Microsoft’s new SQL Server 2012 with its columnar capabilities along with already existing column oriented databases brings new opportunities to flash base storage in the data center. Along with the growing demand for big data in the cloud and massive analytic requirements, flash based storage and cache can assist to further increase performance of analytical processing.
What is Column Oriented Database?
A column-oriented DBMS is a database management system (DBMS) that stores its content by column rather than by row. This has advantages for data warehouses and library catalogues where aggregates are computed over large numbers of similar data items.

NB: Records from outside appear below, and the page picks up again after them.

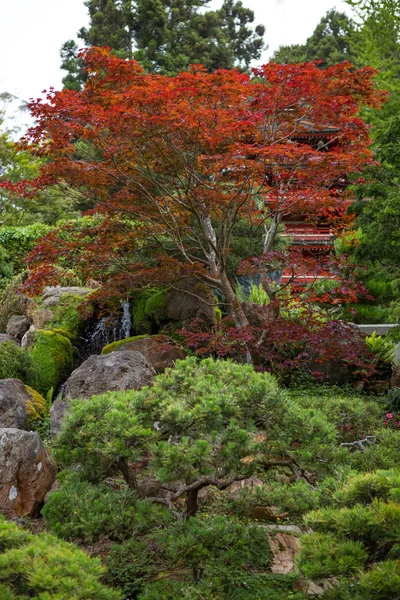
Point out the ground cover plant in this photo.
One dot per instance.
(146, 457)
(42, 566)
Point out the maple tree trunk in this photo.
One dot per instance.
(238, 314)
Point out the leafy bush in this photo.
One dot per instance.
(392, 400)
(6, 271)
(11, 302)
(66, 316)
(81, 511)
(15, 362)
(147, 308)
(43, 567)
(19, 241)
(51, 355)
(300, 339)
(382, 347)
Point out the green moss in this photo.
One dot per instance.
(14, 362)
(148, 306)
(66, 315)
(111, 347)
(51, 356)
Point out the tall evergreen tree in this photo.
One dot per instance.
(330, 43)
(166, 36)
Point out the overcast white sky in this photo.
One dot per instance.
(32, 31)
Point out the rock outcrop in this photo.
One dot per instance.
(17, 326)
(13, 403)
(4, 338)
(191, 300)
(159, 354)
(52, 295)
(26, 473)
(117, 371)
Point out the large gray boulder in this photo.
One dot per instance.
(159, 354)
(26, 473)
(117, 371)
(190, 300)
(17, 325)
(13, 401)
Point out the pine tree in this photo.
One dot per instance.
(166, 36)
(330, 43)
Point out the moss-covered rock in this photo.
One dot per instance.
(114, 345)
(147, 310)
(160, 351)
(51, 355)
(15, 363)
(66, 315)
(36, 406)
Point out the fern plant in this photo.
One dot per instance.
(382, 347)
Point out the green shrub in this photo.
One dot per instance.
(84, 512)
(147, 309)
(67, 319)
(328, 556)
(382, 347)
(19, 241)
(216, 421)
(214, 553)
(6, 271)
(43, 567)
(51, 355)
(354, 415)
(367, 314)
(361, 539)
(363, 488)
(15, 362)
(11, 303)
(392, 400)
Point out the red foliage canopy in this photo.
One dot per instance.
(179, 161)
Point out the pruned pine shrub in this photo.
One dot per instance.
(43, 567)
(359, 542)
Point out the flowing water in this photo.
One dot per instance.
(108, 330)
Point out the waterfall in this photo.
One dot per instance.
(126, 322)
(108, 330)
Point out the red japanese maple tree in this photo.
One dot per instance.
(173, 164)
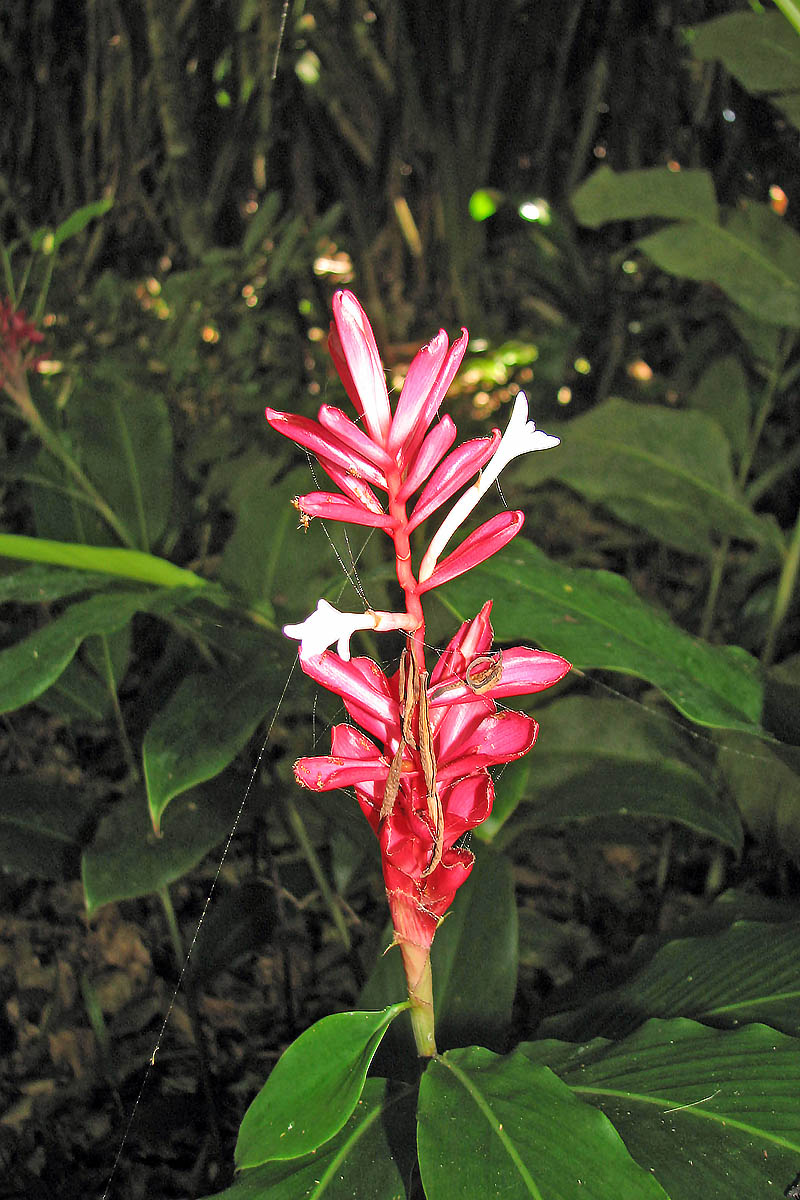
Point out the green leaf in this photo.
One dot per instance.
(725, 979)
(759, 48)
(504, 1127)
(474, 963)
(596, 621)
(711, 1113)
(666, 472)
(313, 1089)
(767, 790)
(126, 448)
(204, 724)
(41, 827)
(633, 195)
(597, 759)
(43, 585)
(130, 564)
(752, 257)
(73, 225)
(127, 859)
(358, 1162)
(721, 393)
(30, 666)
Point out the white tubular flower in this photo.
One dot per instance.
(326, 625)
(521, 437)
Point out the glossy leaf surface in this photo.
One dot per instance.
(360, 1161)
(313, 1089)
(493, 1126)
(743, 975)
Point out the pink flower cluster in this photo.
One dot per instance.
(425, 780)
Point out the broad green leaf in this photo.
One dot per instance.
(78, 220)
(128, 564)
(597, 759)
(494, 1126)
(41, 827)
(633, 195)
(43, 585)
(30, 666)
(767, 790)
(204, 724)
(666, 472)
(752, 257)
(474, 964)
(721, 393)
(744, 975)
(759, 48)
(596, 621)
(126, 449)
(358, 1162)
(313, 1089)
(711, 1113)
(127, 859)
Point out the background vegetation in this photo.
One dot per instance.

In practice, row-oriented architectures are well-suited for OLTP-like workloads which are more heavily loaded with interactive transactions. Column stores are well-suited for OLAP-like workloads (e.g., data warehouses) which typically involve a smaller number of highly complex queries over all data (possibly terabytes).
Up to now, column oriented DBMS were a niche segment in the OLAP world. Although used by system vendors in the OLAP benchmarks, such as TPC-H to demonstrate system capabilities for record breaking, mainstream DMBS such as Microsoft SQL Server 2008 and Oracle 11 still used row oriented architecture.
Commercial columnar DBMS such as HP-Vertica, VectorWise, Sybase IQ and more were used mainly for high analysis environments, usually aside with the main organization’s DBMS. However, the growth of data and the demand for advanced analytics, data warehousing and business intelligence along with the rise of Big Data in cloud environments, have moved more and more organizations to adopt column oriented architecture.
These market demands have caused Microsoft to integrated “Project Apollo” to the new SQL Server 2012 (currently available as RC0 version). Although not a column oriented DBMS (as the above examples), the new SQL server 2012 offers “Column Store Indexes“.
A columnstore index stores each column in a separate set of disk pages, rather than storing multiple rows per page as data traditionally has been stored. In case of the row store indexes multiple pages will contain multiple rows of the columns spanning across multiple pages. In case of column store indexes multiple pages will contain multiple single columns. This will lead only the columns needed to solve a query will be fetched from disk. Additionally there is good chance that there will be redundant data in a single column which will further help to compress the data.
Flash Based Storage Opportunities
So, what are the opportunities for flash base storage with column oriented architecture? For this, let’s review the main features and see how they suit the flash based architecture:
Read Only –OLAP processing is a read only application by its nature. This is ideal for flash storage, both as a primary storage (operates better in reads, no endurance problems) and as cache tier (the cache applications such as Fusion-IO’s IO Turbine, EMC Lightning and OCZ’s VXL operate in a write through mode).
Compressed Data – the columnar nature of the records storage enable high compression of the information. Thus, the database can fit in the more expensive flash storage, both as primary storage or as a cache tier.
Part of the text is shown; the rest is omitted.